Reaction mechanism of toluene decomposition in non-thermal plasma: How does it compare with benzene?

Abstract

Non-thermal plasma (NTP) catalysis is considered one of the most promising technologies to address a wide range of energy and environmental needs, such as carbon dioxide(CO2) conversion, NH3 synthesis, and volatile organic compounds (VOCs) removal. A systematic approach to optimizing NTP systems benefits from understanding VOCs' fundamental NTP destruction behavior and analyzing the correlations between molecular structures and conversion and selectivity. Herein, the mechanical performance of the toluene destruction in NTP is examined and compared with benzene bearing a similar molecular structure. Different experimental and theoretical techniques are applied, including synchrotron vacuum ultraviolet photoionization mass spectrometry(SVUV-PIMS), thermochemistry, and quantum chemistry. Comparatively, toluene is more readily destroyed under the same NTP conditions than benzene. More intriguingly, the distribution of the decomposition species is significantly different. The theoretical calculations reveal that the abundant methyl radicals generated in toluene decomposition mainly lead to the various species distribution. These radicals promote some reactions, such as the decomposition of o-benzoquinone, one of the key intermediates, thus leading to new reaction pathways and products different from benzene.

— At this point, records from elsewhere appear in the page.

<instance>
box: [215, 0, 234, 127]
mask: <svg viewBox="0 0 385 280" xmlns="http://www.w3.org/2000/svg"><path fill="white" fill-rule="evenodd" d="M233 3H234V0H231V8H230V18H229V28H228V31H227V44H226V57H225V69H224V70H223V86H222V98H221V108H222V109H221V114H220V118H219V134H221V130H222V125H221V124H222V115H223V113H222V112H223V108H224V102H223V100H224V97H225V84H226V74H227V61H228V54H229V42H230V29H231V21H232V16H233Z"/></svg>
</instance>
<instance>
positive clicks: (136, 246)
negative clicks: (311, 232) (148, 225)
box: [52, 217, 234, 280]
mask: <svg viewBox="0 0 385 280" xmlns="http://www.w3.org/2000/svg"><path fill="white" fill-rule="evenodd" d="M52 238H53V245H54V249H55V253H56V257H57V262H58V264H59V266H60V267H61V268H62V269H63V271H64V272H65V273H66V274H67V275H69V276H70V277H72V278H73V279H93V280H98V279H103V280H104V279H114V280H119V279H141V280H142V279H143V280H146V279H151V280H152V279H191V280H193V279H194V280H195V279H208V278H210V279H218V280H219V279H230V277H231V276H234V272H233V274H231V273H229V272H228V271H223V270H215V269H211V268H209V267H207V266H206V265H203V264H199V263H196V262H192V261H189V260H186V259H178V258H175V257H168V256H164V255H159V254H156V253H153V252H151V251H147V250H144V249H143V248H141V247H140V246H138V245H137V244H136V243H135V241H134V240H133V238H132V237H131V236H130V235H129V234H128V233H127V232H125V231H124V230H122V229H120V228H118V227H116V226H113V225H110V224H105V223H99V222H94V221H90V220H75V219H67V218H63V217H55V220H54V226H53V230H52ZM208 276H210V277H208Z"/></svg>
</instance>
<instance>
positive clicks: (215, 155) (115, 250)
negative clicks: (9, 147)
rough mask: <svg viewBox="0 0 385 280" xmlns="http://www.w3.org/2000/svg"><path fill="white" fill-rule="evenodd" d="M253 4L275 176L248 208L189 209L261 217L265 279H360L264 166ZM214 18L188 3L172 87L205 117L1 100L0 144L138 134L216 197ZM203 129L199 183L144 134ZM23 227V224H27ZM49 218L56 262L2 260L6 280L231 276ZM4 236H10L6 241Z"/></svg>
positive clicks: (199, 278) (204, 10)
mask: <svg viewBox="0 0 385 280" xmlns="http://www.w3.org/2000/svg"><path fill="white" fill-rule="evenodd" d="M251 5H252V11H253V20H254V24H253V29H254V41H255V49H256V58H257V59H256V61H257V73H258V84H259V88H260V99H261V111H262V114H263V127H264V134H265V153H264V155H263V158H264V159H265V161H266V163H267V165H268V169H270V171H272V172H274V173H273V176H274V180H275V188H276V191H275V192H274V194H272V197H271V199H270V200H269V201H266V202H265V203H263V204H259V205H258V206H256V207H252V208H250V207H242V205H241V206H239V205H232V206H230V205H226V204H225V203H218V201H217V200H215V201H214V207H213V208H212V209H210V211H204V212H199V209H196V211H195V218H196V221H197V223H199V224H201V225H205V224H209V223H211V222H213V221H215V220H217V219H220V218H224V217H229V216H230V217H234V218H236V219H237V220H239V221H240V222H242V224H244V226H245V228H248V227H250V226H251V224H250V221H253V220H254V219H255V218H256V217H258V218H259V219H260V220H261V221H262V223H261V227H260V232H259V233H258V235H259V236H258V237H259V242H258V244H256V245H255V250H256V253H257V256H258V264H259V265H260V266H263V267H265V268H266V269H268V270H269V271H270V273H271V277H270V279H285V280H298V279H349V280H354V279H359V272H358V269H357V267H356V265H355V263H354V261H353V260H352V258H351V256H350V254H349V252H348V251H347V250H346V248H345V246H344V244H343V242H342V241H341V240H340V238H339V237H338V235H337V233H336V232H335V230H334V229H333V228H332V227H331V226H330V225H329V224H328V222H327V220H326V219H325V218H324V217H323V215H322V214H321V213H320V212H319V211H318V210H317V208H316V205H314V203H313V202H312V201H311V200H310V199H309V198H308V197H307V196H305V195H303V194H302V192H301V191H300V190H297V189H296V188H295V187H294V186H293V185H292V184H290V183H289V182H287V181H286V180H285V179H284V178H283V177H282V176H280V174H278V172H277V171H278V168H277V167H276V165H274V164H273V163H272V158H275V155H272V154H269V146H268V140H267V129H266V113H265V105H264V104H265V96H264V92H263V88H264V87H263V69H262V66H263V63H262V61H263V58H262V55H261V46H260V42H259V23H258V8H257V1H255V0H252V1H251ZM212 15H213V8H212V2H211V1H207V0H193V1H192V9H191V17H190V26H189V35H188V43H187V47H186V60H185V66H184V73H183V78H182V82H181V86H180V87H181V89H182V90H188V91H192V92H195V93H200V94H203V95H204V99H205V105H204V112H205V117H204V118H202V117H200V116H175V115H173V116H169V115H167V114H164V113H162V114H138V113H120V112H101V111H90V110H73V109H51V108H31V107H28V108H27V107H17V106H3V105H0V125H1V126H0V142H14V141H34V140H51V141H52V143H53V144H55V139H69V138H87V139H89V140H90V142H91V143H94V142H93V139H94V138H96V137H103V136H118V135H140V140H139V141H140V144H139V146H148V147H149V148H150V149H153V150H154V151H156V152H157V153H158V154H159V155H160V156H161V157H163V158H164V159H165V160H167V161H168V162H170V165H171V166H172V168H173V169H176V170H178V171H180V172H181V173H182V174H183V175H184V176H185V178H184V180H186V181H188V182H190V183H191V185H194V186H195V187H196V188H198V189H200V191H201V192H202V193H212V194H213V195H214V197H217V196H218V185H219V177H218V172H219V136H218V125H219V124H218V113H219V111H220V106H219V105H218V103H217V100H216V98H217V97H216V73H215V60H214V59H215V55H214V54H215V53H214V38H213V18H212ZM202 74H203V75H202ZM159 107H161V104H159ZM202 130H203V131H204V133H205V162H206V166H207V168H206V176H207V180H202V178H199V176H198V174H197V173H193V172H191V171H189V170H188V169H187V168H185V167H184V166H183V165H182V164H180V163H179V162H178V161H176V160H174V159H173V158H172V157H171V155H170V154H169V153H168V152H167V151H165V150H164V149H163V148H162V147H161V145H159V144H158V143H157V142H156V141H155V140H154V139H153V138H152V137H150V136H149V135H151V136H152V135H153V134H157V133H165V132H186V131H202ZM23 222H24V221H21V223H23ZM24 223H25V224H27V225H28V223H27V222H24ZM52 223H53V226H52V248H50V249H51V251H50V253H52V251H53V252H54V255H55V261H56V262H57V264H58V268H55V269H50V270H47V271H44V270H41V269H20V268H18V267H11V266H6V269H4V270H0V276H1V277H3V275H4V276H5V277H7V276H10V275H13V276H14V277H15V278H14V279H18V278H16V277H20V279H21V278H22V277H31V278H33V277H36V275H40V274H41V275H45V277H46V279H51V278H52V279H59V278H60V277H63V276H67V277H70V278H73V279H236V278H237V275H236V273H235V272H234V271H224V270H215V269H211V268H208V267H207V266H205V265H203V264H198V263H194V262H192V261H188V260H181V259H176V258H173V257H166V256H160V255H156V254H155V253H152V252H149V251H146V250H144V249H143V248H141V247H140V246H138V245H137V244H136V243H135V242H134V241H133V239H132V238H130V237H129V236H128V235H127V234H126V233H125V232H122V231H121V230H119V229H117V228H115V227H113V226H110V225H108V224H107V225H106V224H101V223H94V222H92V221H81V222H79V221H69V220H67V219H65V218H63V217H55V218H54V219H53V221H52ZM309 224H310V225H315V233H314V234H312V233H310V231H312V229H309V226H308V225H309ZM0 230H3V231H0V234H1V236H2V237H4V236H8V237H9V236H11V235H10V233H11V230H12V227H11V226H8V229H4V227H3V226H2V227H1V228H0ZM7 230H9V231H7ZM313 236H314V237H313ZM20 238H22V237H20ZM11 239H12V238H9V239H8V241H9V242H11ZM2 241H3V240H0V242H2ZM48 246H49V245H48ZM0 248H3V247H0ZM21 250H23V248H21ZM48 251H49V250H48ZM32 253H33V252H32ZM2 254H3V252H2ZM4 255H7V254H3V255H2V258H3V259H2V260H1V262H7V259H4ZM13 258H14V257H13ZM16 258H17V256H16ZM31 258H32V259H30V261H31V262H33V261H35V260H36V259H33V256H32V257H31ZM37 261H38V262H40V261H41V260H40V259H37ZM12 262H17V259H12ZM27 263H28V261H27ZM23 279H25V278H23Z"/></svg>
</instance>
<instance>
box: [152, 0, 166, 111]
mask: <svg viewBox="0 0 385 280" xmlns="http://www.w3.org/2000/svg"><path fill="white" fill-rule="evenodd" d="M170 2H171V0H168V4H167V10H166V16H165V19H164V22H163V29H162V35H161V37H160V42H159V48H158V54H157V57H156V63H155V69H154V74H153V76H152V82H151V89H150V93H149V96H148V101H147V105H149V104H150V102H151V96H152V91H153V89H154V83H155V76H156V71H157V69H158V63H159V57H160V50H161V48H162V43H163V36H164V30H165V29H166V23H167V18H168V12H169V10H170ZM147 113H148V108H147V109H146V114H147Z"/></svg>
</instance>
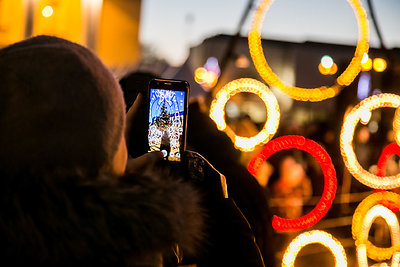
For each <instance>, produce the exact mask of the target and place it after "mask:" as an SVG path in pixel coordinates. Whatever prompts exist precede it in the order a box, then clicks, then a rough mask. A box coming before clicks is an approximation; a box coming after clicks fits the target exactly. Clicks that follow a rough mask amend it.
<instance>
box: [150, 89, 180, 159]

Finally, the critical mechanism steps of toluene decomposition in the current NTP condition are established, including the reactions between toluene and electrons or active radicals, aromatic ring breakup reactions, and reactions of methyl radicals. This study provides a powerful approach to revealing the different fundamental reaction mechanisms resulting from a slight structural difference and brings new insights for probing the underlying plasma chemistry, which is crucial for its various promising environmental and energy applications.